I was so angry to hear the residents referred to as “inmates”. I was also disappointed that a teacher, someone in a position of influence, would say that! These children could one day be in positions of influence.

If our young people imagine the ageing experience as a despairing one, how would that affect the way they live now? How would they live with and treat the older adults of their generations? How would they live with themselves when they become older adults?

If our teachers and parents are unsure of how to regard and respect our older adults, how would they role model it for the children?
Having seen parents, professionals, students and retirees walk through our doors as volunteers, not knowing what to say or do around residents,
I realised that there is work to be done.

a spiritual exploration
I became focused on shaping the volunteers’ experiences. The better volunteers understood our residents, the more honouring and respectful they will be, and the more authentic conversations can be. When volunteers return to their communities, they would also have a deeper respect and understanding for older adults.

“What comes to mind when you think of a nursing home?” I liked to ask new volunteers at our workshops. So often, I get responses like “sick people”, “bored” or “watching TV”. Children are painfully honest with descriptions like “sad and dying” or “abandoned”.
Initially, I rejected those ideas and was quick to correct them but my own interactions with residents were confirming that boredom, loneliness and loss were plaguing them.

Richard was one of the few residents whom I spoke at length with. This husband and father struggled with not being involved in his wife and children’s lives. He was sad and scared that his grandchildren would forget him. With an accident that has paralysed him from neck down, he was also unable to participate in most of our volunteer-led programmes.

He asked me, “What else can I do? Why won’t God just take me?”

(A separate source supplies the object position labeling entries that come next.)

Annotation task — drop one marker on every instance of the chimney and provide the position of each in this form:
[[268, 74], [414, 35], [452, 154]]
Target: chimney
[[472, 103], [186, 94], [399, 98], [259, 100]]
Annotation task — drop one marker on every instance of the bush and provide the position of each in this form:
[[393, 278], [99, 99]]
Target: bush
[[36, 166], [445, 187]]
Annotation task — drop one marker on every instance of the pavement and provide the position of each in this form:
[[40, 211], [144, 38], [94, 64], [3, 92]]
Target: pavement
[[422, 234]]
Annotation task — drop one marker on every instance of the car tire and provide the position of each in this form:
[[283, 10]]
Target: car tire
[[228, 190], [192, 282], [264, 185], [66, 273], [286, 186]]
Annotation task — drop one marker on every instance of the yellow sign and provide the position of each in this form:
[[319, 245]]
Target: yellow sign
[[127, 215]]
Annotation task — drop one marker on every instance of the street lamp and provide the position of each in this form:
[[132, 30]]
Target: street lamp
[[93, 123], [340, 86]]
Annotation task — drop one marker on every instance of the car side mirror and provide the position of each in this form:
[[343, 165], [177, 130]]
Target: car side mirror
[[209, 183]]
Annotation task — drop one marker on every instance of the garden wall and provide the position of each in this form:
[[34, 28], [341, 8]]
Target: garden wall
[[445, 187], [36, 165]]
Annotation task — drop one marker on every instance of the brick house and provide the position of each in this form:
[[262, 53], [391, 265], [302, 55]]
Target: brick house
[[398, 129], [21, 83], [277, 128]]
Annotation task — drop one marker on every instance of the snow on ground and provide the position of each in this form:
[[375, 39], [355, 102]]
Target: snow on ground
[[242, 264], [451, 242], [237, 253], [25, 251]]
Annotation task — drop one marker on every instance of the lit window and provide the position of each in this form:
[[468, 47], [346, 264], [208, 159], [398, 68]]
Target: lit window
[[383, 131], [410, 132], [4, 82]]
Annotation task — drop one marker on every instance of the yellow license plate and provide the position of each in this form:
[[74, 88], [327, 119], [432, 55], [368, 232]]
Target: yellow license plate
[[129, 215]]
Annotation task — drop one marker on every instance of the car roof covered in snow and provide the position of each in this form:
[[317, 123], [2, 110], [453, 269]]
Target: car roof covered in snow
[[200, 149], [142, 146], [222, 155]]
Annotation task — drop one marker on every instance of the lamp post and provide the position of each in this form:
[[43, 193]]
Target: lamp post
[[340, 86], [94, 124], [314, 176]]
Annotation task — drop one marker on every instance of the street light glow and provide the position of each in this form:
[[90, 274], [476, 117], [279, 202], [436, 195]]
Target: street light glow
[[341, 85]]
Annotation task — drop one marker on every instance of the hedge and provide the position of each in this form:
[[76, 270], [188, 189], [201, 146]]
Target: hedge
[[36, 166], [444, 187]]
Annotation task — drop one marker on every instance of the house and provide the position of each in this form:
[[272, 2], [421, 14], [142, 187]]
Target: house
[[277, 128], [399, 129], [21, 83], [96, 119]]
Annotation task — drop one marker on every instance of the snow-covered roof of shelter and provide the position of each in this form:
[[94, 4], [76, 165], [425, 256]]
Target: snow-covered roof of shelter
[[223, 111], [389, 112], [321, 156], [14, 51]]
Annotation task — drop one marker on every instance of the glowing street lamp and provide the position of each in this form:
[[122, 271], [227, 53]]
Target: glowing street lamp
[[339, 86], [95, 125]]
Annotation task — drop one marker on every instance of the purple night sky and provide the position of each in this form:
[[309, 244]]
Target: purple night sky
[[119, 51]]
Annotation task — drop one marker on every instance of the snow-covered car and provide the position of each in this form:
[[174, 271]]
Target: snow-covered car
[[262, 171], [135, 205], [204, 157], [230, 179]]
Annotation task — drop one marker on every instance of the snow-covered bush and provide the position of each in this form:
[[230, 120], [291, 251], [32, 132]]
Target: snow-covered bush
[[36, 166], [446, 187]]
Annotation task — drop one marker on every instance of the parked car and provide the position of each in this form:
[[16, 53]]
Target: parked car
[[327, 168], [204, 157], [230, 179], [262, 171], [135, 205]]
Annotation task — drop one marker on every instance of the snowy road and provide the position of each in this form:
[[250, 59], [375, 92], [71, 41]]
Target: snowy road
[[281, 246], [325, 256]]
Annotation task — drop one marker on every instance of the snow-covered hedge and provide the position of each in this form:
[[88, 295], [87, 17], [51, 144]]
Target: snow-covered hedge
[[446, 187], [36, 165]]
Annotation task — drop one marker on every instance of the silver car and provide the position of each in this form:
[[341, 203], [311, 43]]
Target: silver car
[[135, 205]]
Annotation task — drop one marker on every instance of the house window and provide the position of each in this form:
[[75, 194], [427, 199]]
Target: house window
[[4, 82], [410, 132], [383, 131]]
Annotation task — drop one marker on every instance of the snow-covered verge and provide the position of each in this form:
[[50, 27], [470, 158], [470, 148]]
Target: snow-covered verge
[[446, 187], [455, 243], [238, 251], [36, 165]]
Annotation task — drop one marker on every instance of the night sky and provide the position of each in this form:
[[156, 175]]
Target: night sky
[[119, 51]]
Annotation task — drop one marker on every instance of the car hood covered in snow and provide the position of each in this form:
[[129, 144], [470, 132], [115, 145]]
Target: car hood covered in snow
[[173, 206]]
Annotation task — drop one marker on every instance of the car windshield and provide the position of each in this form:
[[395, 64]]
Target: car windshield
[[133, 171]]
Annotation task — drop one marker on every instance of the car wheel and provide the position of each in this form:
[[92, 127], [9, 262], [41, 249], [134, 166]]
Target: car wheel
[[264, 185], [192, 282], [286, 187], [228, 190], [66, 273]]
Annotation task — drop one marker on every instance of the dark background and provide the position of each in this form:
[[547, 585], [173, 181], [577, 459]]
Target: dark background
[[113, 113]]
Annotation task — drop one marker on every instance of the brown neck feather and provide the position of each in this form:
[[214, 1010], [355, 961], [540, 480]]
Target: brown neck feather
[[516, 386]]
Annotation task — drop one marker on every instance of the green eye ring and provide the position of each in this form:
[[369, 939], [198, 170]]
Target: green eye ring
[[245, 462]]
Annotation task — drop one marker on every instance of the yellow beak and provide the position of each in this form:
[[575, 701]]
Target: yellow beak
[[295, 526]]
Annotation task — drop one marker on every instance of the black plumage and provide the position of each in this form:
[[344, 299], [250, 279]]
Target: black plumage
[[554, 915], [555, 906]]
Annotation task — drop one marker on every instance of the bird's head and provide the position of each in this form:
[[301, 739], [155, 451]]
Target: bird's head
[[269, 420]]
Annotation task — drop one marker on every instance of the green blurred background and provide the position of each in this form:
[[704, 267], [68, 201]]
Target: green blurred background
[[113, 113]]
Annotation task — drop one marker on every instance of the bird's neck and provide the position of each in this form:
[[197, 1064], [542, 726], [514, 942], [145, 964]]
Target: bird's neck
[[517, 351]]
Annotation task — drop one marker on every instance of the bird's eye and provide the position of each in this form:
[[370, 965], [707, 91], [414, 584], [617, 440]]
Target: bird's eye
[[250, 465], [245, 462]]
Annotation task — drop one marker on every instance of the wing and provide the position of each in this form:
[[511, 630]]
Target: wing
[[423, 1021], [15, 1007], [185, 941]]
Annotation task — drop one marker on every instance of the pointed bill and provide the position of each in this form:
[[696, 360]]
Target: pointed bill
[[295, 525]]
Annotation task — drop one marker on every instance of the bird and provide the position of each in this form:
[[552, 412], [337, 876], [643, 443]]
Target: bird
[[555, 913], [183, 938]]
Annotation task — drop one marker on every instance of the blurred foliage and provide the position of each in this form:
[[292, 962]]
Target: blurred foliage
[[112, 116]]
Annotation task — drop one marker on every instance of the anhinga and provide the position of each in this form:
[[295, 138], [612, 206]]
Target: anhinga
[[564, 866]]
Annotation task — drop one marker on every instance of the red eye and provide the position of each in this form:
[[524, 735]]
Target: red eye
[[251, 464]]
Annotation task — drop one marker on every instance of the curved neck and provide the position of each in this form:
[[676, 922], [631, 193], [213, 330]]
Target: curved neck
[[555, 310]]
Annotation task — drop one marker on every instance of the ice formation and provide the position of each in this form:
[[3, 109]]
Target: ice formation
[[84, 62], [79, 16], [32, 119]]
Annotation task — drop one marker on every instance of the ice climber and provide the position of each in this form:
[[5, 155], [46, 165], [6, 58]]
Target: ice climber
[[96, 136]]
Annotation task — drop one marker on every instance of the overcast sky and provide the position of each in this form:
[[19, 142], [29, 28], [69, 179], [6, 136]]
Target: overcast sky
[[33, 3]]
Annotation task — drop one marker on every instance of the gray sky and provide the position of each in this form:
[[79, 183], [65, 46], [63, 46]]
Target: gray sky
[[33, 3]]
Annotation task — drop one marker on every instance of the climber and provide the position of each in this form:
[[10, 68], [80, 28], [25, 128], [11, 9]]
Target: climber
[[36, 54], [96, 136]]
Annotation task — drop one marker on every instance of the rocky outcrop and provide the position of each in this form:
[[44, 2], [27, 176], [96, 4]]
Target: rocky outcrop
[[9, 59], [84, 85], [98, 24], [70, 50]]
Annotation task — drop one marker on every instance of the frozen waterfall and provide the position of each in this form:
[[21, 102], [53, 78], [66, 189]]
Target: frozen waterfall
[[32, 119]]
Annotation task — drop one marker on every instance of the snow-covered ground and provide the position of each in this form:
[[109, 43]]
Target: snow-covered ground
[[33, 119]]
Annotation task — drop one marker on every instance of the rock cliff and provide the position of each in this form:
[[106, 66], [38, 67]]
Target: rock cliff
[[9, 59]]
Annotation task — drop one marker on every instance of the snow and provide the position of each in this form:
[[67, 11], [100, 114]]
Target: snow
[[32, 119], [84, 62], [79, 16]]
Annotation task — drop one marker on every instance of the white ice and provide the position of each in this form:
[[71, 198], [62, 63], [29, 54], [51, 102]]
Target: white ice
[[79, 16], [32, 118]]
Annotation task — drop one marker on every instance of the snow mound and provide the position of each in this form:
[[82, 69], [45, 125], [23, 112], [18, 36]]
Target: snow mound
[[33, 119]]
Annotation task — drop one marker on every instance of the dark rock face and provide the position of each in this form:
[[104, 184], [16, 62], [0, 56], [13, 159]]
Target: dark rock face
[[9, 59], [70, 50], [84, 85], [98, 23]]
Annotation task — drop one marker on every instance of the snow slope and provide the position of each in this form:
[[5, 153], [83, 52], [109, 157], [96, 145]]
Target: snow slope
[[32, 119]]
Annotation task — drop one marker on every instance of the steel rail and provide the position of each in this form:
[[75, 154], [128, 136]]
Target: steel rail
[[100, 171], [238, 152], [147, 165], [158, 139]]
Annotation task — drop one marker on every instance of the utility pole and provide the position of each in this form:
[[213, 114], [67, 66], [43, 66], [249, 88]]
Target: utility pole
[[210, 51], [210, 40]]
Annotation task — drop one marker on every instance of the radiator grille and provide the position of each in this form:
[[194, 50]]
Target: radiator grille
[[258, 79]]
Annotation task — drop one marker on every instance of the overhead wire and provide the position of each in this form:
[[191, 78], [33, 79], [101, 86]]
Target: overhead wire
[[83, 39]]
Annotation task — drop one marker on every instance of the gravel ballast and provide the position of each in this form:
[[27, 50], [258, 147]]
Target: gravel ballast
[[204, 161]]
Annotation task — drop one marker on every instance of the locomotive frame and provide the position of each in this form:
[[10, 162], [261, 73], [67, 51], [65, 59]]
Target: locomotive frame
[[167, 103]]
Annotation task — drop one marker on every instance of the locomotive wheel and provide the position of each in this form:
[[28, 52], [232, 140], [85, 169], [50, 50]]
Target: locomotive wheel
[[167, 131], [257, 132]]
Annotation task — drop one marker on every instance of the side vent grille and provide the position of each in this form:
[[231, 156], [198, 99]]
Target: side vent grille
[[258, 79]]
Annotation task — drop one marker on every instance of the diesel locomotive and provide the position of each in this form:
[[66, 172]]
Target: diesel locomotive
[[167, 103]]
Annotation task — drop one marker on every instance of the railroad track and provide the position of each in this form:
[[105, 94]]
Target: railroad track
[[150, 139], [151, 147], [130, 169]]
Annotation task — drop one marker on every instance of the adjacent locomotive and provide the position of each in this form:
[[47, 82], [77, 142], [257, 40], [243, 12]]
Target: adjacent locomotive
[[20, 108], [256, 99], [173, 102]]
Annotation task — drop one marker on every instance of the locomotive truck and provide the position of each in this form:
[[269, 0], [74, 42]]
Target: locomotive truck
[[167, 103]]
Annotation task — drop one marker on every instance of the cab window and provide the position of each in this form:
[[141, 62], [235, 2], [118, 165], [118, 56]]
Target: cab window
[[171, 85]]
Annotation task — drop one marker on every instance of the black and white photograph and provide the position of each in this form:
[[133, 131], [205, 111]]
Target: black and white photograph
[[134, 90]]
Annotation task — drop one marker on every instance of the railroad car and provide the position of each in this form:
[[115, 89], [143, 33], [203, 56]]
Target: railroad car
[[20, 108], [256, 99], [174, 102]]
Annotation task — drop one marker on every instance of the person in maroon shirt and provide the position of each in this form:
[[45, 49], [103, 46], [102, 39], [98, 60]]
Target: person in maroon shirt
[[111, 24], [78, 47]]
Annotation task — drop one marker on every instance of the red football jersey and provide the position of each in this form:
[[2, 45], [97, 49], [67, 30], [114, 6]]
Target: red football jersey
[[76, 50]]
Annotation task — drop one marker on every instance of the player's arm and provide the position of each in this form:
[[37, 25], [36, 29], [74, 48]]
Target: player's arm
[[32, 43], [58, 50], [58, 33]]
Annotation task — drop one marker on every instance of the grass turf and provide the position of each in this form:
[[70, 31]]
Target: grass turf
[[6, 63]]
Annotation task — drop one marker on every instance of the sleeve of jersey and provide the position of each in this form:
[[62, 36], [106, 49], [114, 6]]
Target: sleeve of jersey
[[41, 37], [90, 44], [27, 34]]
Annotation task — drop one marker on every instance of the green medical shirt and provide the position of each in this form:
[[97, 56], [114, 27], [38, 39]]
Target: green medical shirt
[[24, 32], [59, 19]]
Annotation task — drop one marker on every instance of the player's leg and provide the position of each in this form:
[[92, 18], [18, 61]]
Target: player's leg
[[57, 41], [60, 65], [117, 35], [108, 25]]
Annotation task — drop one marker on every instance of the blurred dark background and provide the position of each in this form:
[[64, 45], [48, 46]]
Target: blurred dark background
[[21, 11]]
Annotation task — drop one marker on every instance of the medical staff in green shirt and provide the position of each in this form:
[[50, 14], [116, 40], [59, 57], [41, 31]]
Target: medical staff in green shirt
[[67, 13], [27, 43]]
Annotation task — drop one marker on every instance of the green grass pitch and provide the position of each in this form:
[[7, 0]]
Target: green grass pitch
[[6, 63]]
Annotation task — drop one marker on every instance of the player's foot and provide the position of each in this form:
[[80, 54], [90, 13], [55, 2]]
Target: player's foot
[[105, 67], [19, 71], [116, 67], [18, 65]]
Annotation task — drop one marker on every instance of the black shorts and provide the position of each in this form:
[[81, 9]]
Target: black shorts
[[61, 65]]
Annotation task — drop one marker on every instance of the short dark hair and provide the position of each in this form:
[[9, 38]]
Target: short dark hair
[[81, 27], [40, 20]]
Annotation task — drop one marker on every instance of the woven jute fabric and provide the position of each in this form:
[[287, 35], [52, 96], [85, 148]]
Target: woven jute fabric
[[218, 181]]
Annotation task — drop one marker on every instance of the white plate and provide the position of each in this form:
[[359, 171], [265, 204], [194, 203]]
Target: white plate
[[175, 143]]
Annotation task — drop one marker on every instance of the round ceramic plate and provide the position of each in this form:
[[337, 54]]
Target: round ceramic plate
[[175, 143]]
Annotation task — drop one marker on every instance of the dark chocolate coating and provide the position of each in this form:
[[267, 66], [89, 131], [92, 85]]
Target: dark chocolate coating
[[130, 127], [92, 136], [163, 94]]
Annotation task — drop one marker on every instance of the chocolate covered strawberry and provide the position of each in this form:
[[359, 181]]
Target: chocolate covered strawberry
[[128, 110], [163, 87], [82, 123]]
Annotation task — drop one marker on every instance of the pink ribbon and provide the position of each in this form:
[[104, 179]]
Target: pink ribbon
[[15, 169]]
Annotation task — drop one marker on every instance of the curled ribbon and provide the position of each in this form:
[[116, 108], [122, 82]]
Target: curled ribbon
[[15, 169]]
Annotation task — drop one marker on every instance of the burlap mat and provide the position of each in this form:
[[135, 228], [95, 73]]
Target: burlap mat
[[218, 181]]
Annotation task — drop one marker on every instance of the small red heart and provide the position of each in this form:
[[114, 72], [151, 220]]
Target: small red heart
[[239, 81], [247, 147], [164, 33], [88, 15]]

I was left wondering: who are these residents beyond their physical limitations?

If the Bible tells me that God has promised us “life more abundant” (John 10:10), how does that look like for residents who are bound to the wheelchair or bed? If the Bible tells me that “though we are outwardly wasting away, yet inwardly we
are being renewed day by day”

(2 Corinthians 4:16), what does that mean for those who are sick and need a caregiver for the most basic tasks like eating or bathing

I, myself, was scared knowing that human frailty is inevitable. How would I live with myself? How would others live with me?

Because of my personal struggles, it was challenging to journey with volunteers for those answers. Without an adequate answer, volunteers can walk away believing that old age is a curse, not a privilege. They might believe that older adults are solely receivers of help and unable to live life fully. Without adequate exploring, volunteers can reduce the ageing experience to a physical one.

A courageous journey
I wanted a quick fix to this uncomfortable feeling of inadequacy and uncertainty. When I was sent for an in-house course on “Spiritual Care for the Helping Professional”, I realised that as palliative care workers, we need to start with ourselves. We need to be honest with our own fears and hopes surrounding ageing and dying.

I later signed up for a Masters of Arts in Counselling. I am nearing my graduation, but nowhere near fully comprehending the complexity of human life. The more I understand myself, the more I change as a person and the more I need to learn. That applies to the residents as well. The exciting thing is — the more I learn, the better I get at asking questions and the braver I am at exploring the unknowns with the people around me.
Being able to do that starts with being authentic. Being authentic is less of a destination, but more of a journey. It comes with being honest, paying attention to what surprises and scares me and being patient as I reflect.

Meeting these residents on a daily basis brings the questions of purpose and identity to the top of my mind. The questions that residents struggle with are actually relevant to me and to our volunteers. In fact, being with residents cuts away distractions like beauty, wealth and power. It drives us to discover our authentic selves. We get to know the person that God has intended us to be when He said, “Let us make man in our image, after our likeness” (Genesis 1:26).